Sassassul Quetzacoatl Quetzcalcot Quetzcalcoatl Quetzalcoatl (acertei na quarta tentativa, quantas você precisa para conseguir escrever Quetz… para escrever o nome dela corretamente??), enfim, a garota cobra finalmente foi apresentada!

E ela não é uma cobra. Digo, lógico, cobras não andam e falam, mas o ponto é que o povo cobra sequer evoluiu a partir de cobras. Estranho, né?? Estranho, mas não é diferente do que já aconteceu (e temo que ainda aconteça) no mundo real.

Anjos, demônios, pessoas-bichinho, centauros e sereias são todos “humanos” nesse mundo, pertencem a mesma espécie ainda que tenham diferenças físicas tão grandes. Em algum momento todos evoluíram a partir do mesmo ancestral mamífero. Os antárticos, por outro lado, são uma outra espécie. Evoluíram a partir de lagartos de sangue quente, assim como as aves. Estão bem longe das cobras, biologicamente falando. Mas todos acham que eles são cobras. Assim como no mundo real etnias e povos inteiros foram tratados como animais – e até mesmo se chegou a acreditar que fossem mesmo uma espécie diferente. Bom, em Centaur no Nayami pelo menos estão certos sobre antárticos serem uma espécie diferente. E errados sobre quase todo o resto.

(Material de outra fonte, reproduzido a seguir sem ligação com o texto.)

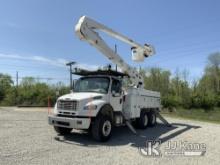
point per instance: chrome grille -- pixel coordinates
(67, 105)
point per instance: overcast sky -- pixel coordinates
(37, 36)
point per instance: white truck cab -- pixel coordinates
(98, 103)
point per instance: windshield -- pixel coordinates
(92, 84)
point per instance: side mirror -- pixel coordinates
(114, 94)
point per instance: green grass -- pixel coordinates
(196, 114)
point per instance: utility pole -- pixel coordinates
(116, 67)
(16, 89)
(70, 65)
(17, 79)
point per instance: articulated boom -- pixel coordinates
(85, 29)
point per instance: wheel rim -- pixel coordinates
(145, 119)
(106, 129)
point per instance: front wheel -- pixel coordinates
(102, 128)
(62, 130)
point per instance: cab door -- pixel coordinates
(116, 95)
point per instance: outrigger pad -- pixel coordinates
(163, 119)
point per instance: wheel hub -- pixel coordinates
(106, 129)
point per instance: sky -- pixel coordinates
(37, 36)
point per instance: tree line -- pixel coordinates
(176, 89)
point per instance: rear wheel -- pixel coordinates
(102, 128)
(143, 121)
(62, 130)
(152, 118)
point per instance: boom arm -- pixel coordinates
(85, 29)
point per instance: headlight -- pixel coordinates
(90, 107)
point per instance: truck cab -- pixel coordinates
(93, 96)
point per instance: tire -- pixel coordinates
(143, 121)
(152, 118)
(102, 128)
(62, 130)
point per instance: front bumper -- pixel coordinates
(76, 123)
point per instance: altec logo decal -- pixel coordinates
(173, 148)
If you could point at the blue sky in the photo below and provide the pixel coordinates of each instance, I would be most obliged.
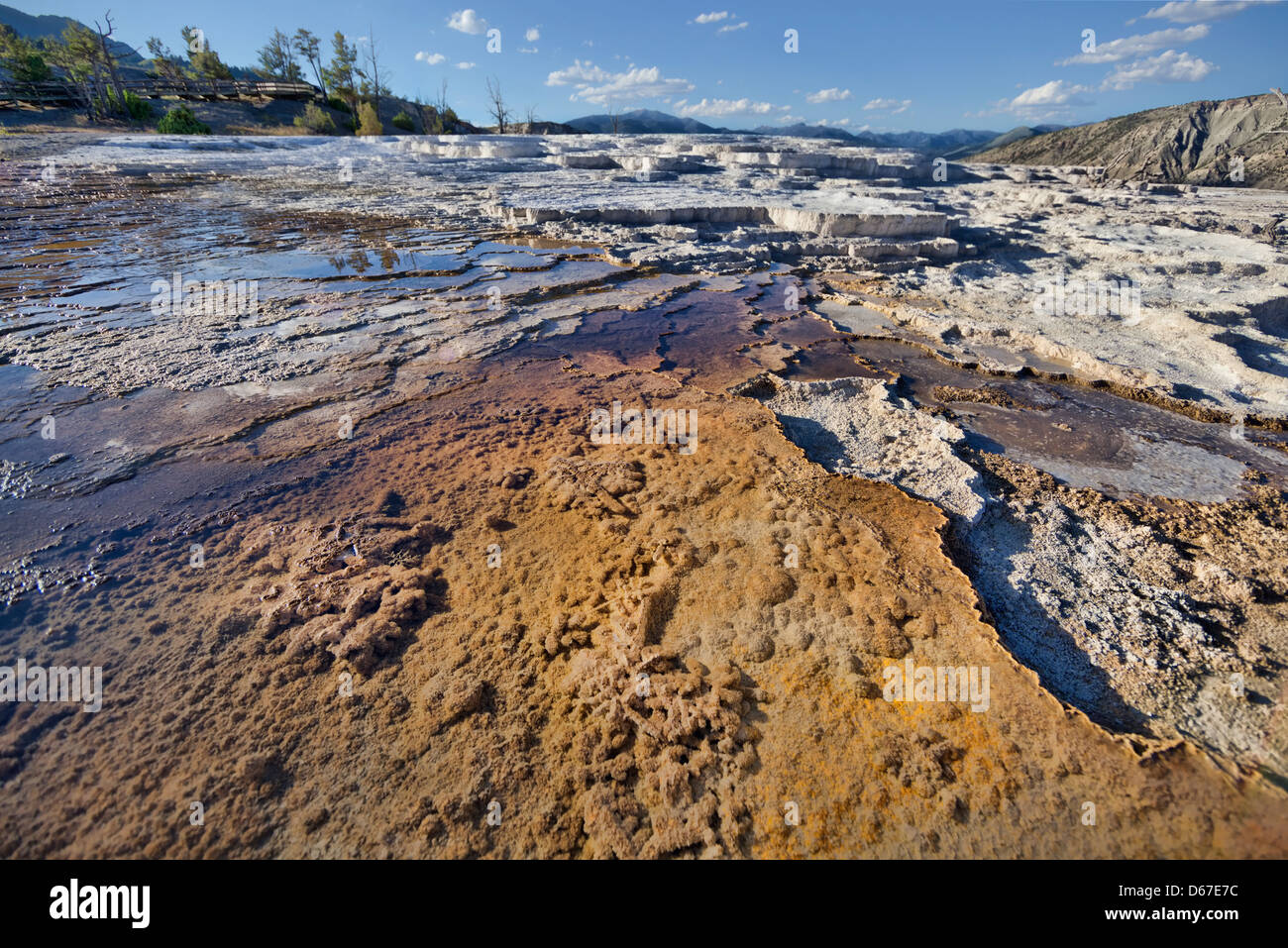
(887, 65)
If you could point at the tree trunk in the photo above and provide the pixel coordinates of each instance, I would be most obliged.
(111, 68)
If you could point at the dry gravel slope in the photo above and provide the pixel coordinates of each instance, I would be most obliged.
(1190, 143)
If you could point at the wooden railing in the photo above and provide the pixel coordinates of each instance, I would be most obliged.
(58, 93)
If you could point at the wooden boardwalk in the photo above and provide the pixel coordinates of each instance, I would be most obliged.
(56, 93)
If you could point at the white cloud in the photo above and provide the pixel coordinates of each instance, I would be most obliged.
(599, 86)
(722, 107)
(1128, 47)
(467, 22)
(893, 106)
(579, 73)
(1056, 99)
(1054, 93)
(1199, 11)
(828, 95)
(1164, 67)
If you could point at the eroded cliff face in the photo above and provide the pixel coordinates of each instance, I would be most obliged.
(1197, 143)
(365, 579)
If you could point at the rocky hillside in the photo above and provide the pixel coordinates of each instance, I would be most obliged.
(1194, 143)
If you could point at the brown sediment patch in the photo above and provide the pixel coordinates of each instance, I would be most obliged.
(987, 394)
(640, 673)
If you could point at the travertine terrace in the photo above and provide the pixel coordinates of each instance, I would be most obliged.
(360, 579)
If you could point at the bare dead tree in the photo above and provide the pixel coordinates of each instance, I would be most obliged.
(373, 56)
(496, 108)
(111, 59)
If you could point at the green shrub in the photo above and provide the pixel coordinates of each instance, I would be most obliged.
(369, 123)
(316, 120)
(137, 108)
(180, 121)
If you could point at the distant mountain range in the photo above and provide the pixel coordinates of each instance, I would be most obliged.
(48, 26)
(954, 143)
(1240, 141)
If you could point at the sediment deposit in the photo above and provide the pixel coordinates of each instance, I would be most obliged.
(362, 583)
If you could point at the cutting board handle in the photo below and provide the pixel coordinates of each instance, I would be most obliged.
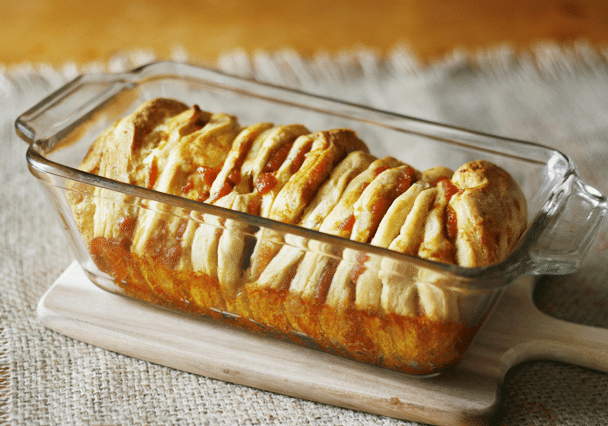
(520, 332)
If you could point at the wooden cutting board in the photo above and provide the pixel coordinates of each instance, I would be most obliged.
(467, 395)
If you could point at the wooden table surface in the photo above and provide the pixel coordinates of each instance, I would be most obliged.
(56, 31)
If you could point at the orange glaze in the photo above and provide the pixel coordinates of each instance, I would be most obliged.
(265, 182)
(412, 345)
(277, 158)
(153, 174)
(208, 174)
(451, 219)
(348, 224)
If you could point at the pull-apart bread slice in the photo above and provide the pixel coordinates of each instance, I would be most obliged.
(372, 308)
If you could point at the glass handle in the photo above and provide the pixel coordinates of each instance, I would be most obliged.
(578, 211)
(67, 106)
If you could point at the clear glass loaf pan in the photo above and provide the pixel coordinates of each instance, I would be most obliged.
(564, 217)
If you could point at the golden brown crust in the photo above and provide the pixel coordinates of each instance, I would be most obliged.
(373, 309)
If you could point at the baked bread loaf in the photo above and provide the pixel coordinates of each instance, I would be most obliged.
(373, 309)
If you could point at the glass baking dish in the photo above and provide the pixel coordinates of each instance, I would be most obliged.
(564, 215)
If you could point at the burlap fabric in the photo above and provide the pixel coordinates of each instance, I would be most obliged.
(555, 96)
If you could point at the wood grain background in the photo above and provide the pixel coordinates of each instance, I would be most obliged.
(56, 31)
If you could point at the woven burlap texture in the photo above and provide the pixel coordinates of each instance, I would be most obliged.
(554, 96)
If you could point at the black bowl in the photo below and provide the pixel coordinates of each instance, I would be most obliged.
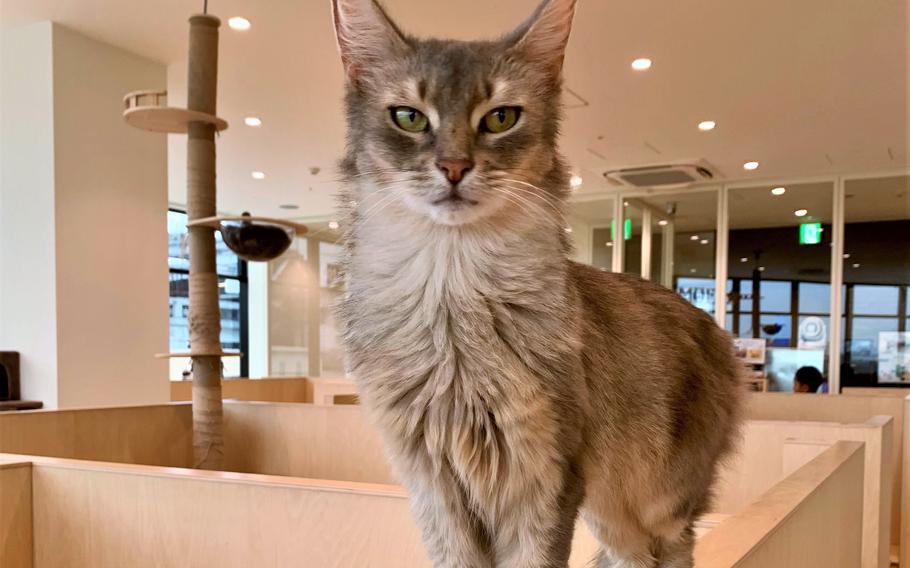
(257, 242)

A Hime realmente tem medo de antárticos, assim como cavalos tem medo de cobras, mas no anime o motivo é completamente diferente. Ela morre de pavor do povo cobra porque tem pais que se divertem fazendo a própria filha, então criança, assistir um filme de horror violento no qual, além de tudo, a vítima era uma centaura. O primeiro trauma da vida a gente nunca esquece. Bom, há adultos que efetivamente mostram filmes de horror para crianças, inclusive para os próprios filhos, então nada de novo até aí. O que pode parecer um pouco estranho é outra coisa: como em um país com leis anti-discriminação tão duras um filme desses é permitido? Estando presente até mesmo na estante de um clube escolar? Quando eu assisti o episódio achei um pouco estranho. Mas depois entendi.

Ele não estava sorrindo

Antárticos não são nativos do Japão. As leis anti-discriminação foram escritas pensando especialmente nos japoneses. Claro que quando aplicável elas servem para estrangeiros também, mas o caso dos antárticos é muito especial porque eles viviam isolados do resto do mundo até bem pouco tempo atrás. E para não dizer que o governo deixa passar qualquer coisa, livros conspiracionistas, material de caráter político meramente racista contra os antárticos foi, de fato, proibido. Suponho que a proibição tenha sido recente, para adolescentes acima de qualquer suspeita ainda saberem sobre a existência deles.

O que a Sassassul e o povo cobra acrescenta ao anime é uma nova dimensão, completamente diferente e ao mesmo tempo bastante parecida com tudo o que já havia aparecido até então. O tema continua sendo discriminação, claro, mas contra estrangeiros. Em particular, contra estrangeiros de uma nação poderosa e culturalmente bem diferente, o que adiciona questões diplomáticas no pano de fundo do anime. Que não obstante continua sendo um slice of life contando o dia a dia de garotas colegiais sem grandes preocupações na vida. Do ponto de vista delas, não há problema nenhum – mesmo quando algum problema é esfregado na cara delas e elas o reconhecem como tal.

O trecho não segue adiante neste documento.